Altra opera ispirata all'avvenimento storico sopra citato è Le Sabine: quadro di Jacques Louis David. Oggi al Louvre, realizzata nel 1794, l'opera è uno dei tanti segnali politici che l'artista esprimeva tramite le sue creazioni. In questo caso David si trova ad esprimere il proprio parere sulla Francia rivoluzionaria di Robespierre: riporre le armi, riconciliarsi dopo l'epoca di terrore della Rivoluzione. Segnale di pace già espresso dalle donne Sabine, che in quest'opera prendono il messaggio di David e lo traducono in arte. Lo stile è realistico e morbido, anche in questo caso ci sono i corpi nudi (nonostante fosse illegale in epoca rivoluzionaria) ma lo sono solo i soldati, sia i sabini sia i romani e i bambini. Le donne, invece, sono al centro, in piedi a chiedere la deposizione delle armi, vestite, forti e decise.
Infine c'è un'anziano anche qui: si tratta di una donna, per terra, vestita di verde, che si sta spogliando in segno di ribellione e disperazione, per attirare l'attenzione dei combattenti.
Nicolas Poussin, invece, mostrerà il suo dipinto dal titolo Il ratto delle Sabine, nel 1634, oggi al Louvre. Romolo, in quest'opera, è rappresentato con il mantello rosso, si erge verso l'alto in onore della creazione di Roma. Un quadro tipicamente barocco che sarà d'esempio per la maggior parte dei dipinti "di guerra" successivi, da Degas a Picasso, per via della sua perfetta prospettiva. Nicolas lascia da parte gli elementi della scultura romana per dare spazio ad un'ambientazione caotica e violenta, come quella narrata dalla leggenda. La prospettiva e i movimenti appaiono esprimere a pieno il rifiuto all'unione dei due popoli. Nonostante questo, nessun sangue è sparso e la vista della violenza appare quasi sfocata, data la moltitudine di uomini in azione, tra cui una donna anziana, anche in questo caso, piegata in avanti e un cavallo bianco tramite il quale il suo padrone è intento a rapire una giovane donna in abito blu.

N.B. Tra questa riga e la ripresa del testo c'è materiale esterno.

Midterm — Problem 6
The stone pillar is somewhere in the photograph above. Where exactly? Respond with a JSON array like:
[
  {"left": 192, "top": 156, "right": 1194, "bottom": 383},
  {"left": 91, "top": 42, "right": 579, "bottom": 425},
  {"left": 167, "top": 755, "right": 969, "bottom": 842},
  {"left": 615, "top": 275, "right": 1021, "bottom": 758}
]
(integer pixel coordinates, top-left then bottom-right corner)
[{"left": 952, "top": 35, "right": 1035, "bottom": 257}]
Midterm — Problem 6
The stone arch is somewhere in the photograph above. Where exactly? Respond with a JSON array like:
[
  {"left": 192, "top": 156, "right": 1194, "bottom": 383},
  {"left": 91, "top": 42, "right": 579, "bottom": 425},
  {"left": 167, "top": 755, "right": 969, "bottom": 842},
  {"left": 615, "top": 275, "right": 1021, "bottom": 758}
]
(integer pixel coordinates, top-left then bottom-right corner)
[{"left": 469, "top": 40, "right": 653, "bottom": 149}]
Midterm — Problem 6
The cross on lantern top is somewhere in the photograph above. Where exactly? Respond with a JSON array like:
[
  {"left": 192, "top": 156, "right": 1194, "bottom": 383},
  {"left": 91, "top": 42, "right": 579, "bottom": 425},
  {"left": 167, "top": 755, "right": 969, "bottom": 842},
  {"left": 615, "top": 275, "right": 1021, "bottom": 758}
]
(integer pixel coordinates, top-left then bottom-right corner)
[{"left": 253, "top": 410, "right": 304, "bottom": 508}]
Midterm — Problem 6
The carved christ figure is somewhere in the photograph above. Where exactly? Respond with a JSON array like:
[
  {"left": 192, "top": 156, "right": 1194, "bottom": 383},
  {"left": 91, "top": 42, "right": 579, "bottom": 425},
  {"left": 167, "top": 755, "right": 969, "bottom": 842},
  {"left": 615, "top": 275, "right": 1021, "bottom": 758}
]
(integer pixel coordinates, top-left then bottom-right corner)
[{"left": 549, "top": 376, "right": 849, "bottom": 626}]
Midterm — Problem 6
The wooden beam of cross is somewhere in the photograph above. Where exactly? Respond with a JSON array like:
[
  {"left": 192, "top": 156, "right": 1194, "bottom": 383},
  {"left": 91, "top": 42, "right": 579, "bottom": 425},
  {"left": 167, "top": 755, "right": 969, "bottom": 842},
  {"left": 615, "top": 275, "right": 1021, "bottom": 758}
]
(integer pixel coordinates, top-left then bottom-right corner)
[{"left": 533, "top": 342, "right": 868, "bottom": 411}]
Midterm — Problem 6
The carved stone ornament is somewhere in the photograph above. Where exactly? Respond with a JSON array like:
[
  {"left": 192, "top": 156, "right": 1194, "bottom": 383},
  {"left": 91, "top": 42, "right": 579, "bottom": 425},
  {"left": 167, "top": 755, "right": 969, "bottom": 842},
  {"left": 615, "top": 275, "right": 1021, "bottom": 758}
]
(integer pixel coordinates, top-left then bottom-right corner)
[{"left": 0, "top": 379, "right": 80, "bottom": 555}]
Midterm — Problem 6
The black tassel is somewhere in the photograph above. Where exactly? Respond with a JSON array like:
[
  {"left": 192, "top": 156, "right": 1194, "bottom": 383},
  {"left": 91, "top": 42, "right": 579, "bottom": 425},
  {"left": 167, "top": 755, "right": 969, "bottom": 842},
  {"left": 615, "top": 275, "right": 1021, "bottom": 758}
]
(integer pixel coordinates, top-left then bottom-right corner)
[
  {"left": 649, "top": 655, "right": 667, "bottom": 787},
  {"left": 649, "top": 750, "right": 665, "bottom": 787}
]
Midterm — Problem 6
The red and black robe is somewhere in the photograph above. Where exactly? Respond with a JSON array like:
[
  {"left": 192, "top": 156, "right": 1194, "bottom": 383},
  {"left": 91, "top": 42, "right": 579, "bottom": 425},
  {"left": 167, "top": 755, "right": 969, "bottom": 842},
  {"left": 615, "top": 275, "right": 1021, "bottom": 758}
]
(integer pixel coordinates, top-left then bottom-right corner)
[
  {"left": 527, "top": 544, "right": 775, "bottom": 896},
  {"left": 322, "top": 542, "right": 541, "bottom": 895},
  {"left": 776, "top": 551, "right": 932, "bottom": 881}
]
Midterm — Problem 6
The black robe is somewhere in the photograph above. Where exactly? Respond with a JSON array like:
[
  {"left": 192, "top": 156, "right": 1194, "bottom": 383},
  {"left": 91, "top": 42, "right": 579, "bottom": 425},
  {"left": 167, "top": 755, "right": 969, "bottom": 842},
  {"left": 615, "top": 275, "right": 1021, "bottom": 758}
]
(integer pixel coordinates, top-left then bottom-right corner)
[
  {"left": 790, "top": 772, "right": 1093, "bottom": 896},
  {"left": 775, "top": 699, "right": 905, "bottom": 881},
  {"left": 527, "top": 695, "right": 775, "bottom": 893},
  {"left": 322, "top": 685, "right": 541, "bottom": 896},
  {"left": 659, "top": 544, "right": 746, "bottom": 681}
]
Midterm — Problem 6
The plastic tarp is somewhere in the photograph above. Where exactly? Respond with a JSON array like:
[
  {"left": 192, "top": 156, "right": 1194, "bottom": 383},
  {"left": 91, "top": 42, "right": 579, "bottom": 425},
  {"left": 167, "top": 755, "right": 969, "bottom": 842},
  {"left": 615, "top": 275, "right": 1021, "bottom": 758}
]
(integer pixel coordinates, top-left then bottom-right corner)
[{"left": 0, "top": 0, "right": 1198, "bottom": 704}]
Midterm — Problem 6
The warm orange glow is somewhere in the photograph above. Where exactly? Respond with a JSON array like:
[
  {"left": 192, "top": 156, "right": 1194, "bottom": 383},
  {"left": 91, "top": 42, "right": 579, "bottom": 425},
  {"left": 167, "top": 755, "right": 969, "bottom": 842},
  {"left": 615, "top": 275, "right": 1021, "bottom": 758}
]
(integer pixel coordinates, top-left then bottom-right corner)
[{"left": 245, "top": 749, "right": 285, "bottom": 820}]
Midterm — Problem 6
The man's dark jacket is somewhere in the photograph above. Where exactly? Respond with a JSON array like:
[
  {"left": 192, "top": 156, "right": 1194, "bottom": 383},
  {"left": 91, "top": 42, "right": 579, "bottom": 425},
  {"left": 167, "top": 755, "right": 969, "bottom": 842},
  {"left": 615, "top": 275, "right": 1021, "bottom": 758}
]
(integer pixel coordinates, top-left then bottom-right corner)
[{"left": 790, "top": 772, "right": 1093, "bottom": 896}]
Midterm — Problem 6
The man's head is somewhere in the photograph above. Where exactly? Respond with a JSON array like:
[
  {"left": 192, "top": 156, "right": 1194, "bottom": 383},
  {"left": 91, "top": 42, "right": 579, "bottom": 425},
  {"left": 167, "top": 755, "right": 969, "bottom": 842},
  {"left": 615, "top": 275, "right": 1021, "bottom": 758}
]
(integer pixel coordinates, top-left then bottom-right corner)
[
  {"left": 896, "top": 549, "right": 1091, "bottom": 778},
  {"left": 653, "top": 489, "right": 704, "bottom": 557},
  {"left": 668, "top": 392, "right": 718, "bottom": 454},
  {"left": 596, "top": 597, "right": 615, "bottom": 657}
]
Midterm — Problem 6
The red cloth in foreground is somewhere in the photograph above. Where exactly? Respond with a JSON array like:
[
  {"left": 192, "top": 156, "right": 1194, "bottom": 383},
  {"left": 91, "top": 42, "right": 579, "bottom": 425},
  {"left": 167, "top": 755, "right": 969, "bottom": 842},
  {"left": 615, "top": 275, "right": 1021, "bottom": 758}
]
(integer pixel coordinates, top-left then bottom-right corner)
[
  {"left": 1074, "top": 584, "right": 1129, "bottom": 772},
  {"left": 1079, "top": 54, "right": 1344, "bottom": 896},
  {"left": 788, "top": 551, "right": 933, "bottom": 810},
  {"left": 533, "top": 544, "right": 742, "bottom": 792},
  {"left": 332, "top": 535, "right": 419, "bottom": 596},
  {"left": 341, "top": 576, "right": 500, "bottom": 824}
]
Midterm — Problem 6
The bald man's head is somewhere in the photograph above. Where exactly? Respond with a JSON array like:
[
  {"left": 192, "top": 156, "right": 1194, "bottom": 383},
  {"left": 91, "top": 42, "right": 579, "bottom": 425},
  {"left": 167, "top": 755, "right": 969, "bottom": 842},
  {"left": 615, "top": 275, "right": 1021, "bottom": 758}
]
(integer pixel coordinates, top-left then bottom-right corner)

Per quanto riguarda l'arte cinematografica abbiamo questi esempi:
- Il ratto delle Sabine di Mario Bonnard
- Romolo e Remo di Sergio Corbucci
- Sette spose per sette fratelli di Stanley Donen
Domande da interrogazione
- Qual era il problema principale della città di Roma appena fondata?
- Come si risolse il conflitto tra Romani e Sabini?
- Qual è il significato storico e leggendario del ratto delle Sabine?
- Quali opere artistiche sono ispirate al ratto delle Sabine?
- Quali film sono stati ispirati dal ratto delle Sabine?
La città di Roma, fondata da Romolo nel 753 a.C., aveva un problema di popolazione essenzialmente maschile, con pochissime donne, il che minacciava il suo futuro.
Il conflitto si risolse grazie all'intervento delle donne sabine rapite, che si misero tra i due eserciti e chiesero di fermare la battaglia, portando alla riconciliazione dei due popoli.
Il ratto delle Sabine è una leggenda che simboleggia la necessità di unire i due popoli, Romani e Sabini, e rappresenta un esempio di come le donne abbiano ristabilito l'ordine senza l'uso della forza.
Tra le opere ispirate al ratto delle Sabine ci sono la scultura di Giambologna alla Loggia dei Lanzi, il quadro di Jacques Louis David al Louvre, e il dipinto di Nicolas Poussin, anch'esso al Louvre.
Alcuni film ispirati dal ratto delle Sabine includono "Il ratto delle Sabine" di Mario Bonnard, "Romolo e Remo" di Sergio Corbucci, e "Sette spose per sette fratelli" di Stanley Donen.